A Moolarben mine worker had his appeal against an unfair dismissal decision rejected by the Fair Work Commission late last week.
Andrew Maunder was dismissed on 22 March 2014 from the NSW coal mine for serious safety breaches involving maintenance work carried out on a EX112 Shovel.
The mechanical technician failed to properly isolate the shovel, and also failed to undertake a Take 5 risk assessment; facts which Mr Maunder does not contest.
Mr Maunder’s appeal against his unfair dismissal was made on the grounds of differential treatment.
In support of his case, a representative of Mr Maunder called evidence in order to “demonstrate that other employees who had committed breaches of safety policies of a comparable nature had not been dismissed but rather subjected to more lenient disciplinary action.”

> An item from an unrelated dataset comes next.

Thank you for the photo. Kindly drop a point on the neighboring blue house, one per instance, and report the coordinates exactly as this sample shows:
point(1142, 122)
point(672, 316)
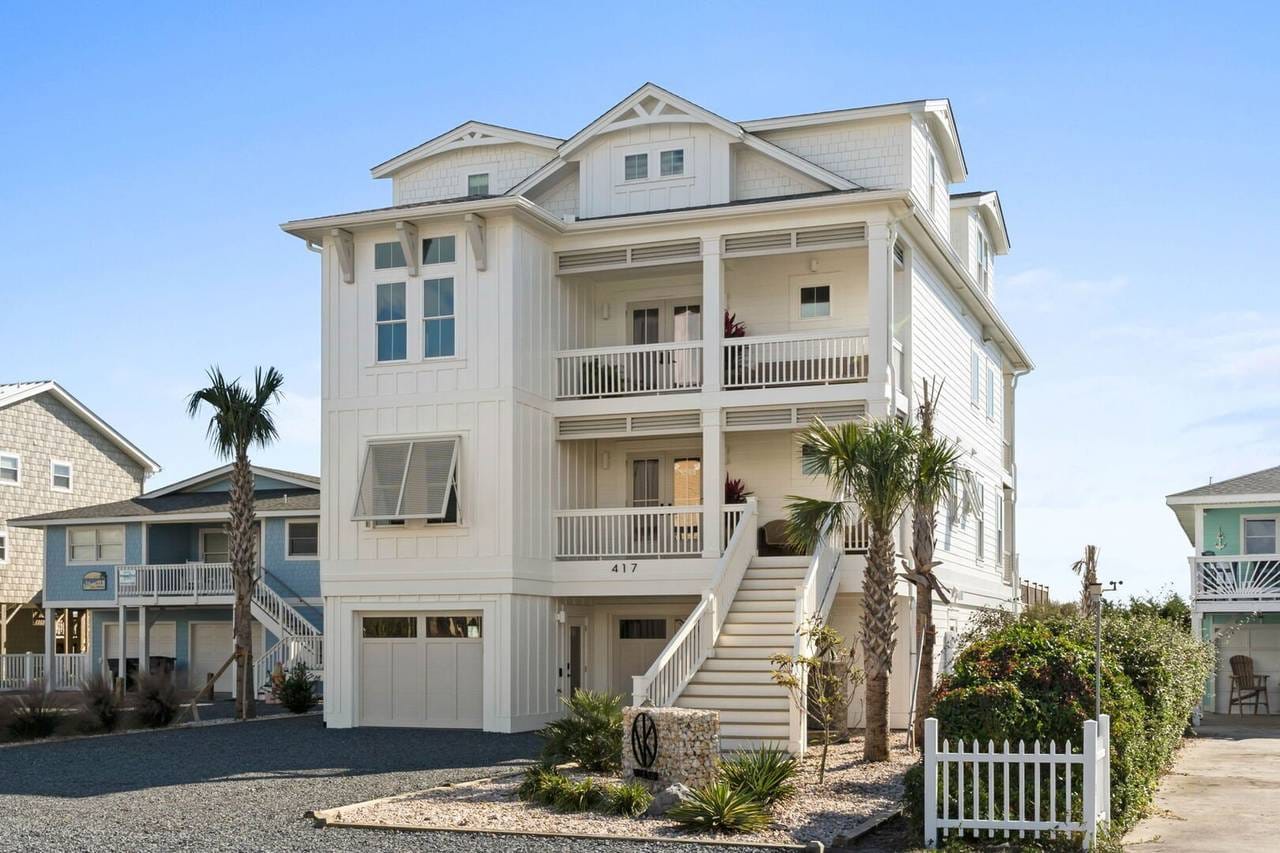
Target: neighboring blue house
point(159, 565)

Mr Maunder’s representative claimed that others workers had breached the isolation and “Take 5” safety protocols in the period before Mr Maunder’s safety breach. However these workers were not dismissed for their breaches.
Despite taking this into consideration the Senior Deputy President of the Fair Work Commission upheld the ruling of unfair dismissal due to, “…a background of recent warnings.”
“I have also considered the circumstances of those workers who breached the isolation and “Take 5” in the period before Mr Maunder’s safety breach and his dismissal. They were not dismissed for that breach. I am satisfied that what occurred following the safety breach by those workers is that Moolarben took into account its own failure to adequately highlight its safety procedures as a mitigating factor,” the Senior Deputy President wrote in his ruling.
“I am satisfied that Moolarben subsequently adjusted its conduct and engaged in a process which highlighted the safety procedures. I am satisfied that, as a result, Mr Maunder was reminded of those procedures.”
“Because Mr Maunder and others received that warning, and received them so close in time to his failure to adhere to the procedure, I am satisfied that Mr Maunder’s circumstances can be distinguished from the treatment of those other workers.
“There was a sufficient differential in the circumstances surrounding the conduct of Mr Maunder and those persons to cause me to be satisfied that the termination of Mr Maunder’s employment was not harsh unjust or unreasonable,” the Senior Deputy President said.